ATTENTION SPOILERS PARTOUT

dimanche 27 février 2011

Je suis vivant et vous êtes morts - Emmanuel Carrère

Cette biographie de Dick m'a profondément agacé. L'auteur est très très cool, baba cool, c'est trop cool, et même si c'est une attitude qu'il a parfaitement le droit d'adopter, je préviens tout de suite que ça m'agace. Ce premier aspect des choses, cette fausse familiarité met une distance entre le lecteur et le livre, et cette distance est tout entière occupée par l'auteur, bien en évidence, tout là-haut sur le socle qu'il s’est lui-même érigé, le menton bien haut, le nez dans le vent, tout à fait au-dessus de son sujet dont on se demande ce qu'il fait bien là, à la limite le sujet dérange; en fait l’auteur est bien plus préoccupé de lui-même et de son posturing que du sujet dont il traite. Ça part bien mal, car jamais le lecteur que je suis ne s’est senti interpellé par ce livre. La fiction de Dick, les angoisses de Dick et sa folie (si tant est le mot), tout est prétexte à l'auteur pour s'écouter parler et se regarder écrire. L'ego du biographe est si vaste et les choses qu'il a à dire si pertinentes que le biographé peut tout aussi bien aller se rhabiller, sa présence est un prétexte au déballage des émois et autres anxiétés, certitudes et axiomes d'Emmanuel Carrère. Finalement, c'est assez peu intéressant. Au pire, c'est trompeur.

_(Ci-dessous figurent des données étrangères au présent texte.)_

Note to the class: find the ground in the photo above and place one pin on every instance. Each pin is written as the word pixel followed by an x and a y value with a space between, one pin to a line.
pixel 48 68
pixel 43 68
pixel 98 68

Autre point achalant, c'est que j'ai eu l'impression que bien des choses ont été inventé par l'auteur pour tenter de prouver la pertinence de ses intuitions. Une impression comme celle-là est aussi difficile à prouver que l'erreur médicale, mais lorsque Carrère affirme qu'un jour Dick s'est senti paralysé de terreur (lors de l'épisode de la livreuse portant un bijou en forme de poisson et qui, pour Dick, marque la réalisation que quelqu'un quelque part dans l'univers lui envoie des messages) quand la minuterie de l'étage s'est éteinte, on ne peut s'empêcher de tiquer. Les minuteries d'éclairage sont un fait de société européen qui n'a pas traversé l'Atlantique. Carrère invente les détails de cet épisode; faussaire malhabile, on le surprend en flagrant délit. Le reste du texte, des anecdotes, est à l'avenant.

Voilà une biographie d'un écrivain important, qui était en plus un être tourmenté, fou peut-être, paradoxal, amusant, intelligent et grotesque. Carrère l'aime beaucoup, je crois. Mais il l'aime bien mal.

Tout compte fait, une biographie frivole, superficielle, DOUTEUSE. Qu'il faut oublié...

Je vous vivant et vous êtes morts
Emmanuel Carrère
1993, Seuil
359 pages
lecture : janvier 94

1 commentaire:

  1. Une coquille à la fin du votre texte :
    "Qu'il faut oublié..." remplacer par "Qu'il faut oubliER...".

    Merci pour cette fiche de lecture négative d'un livre que j'ai adoré. C'est ce qui me permet de réduire l'extase et passer à autre chose.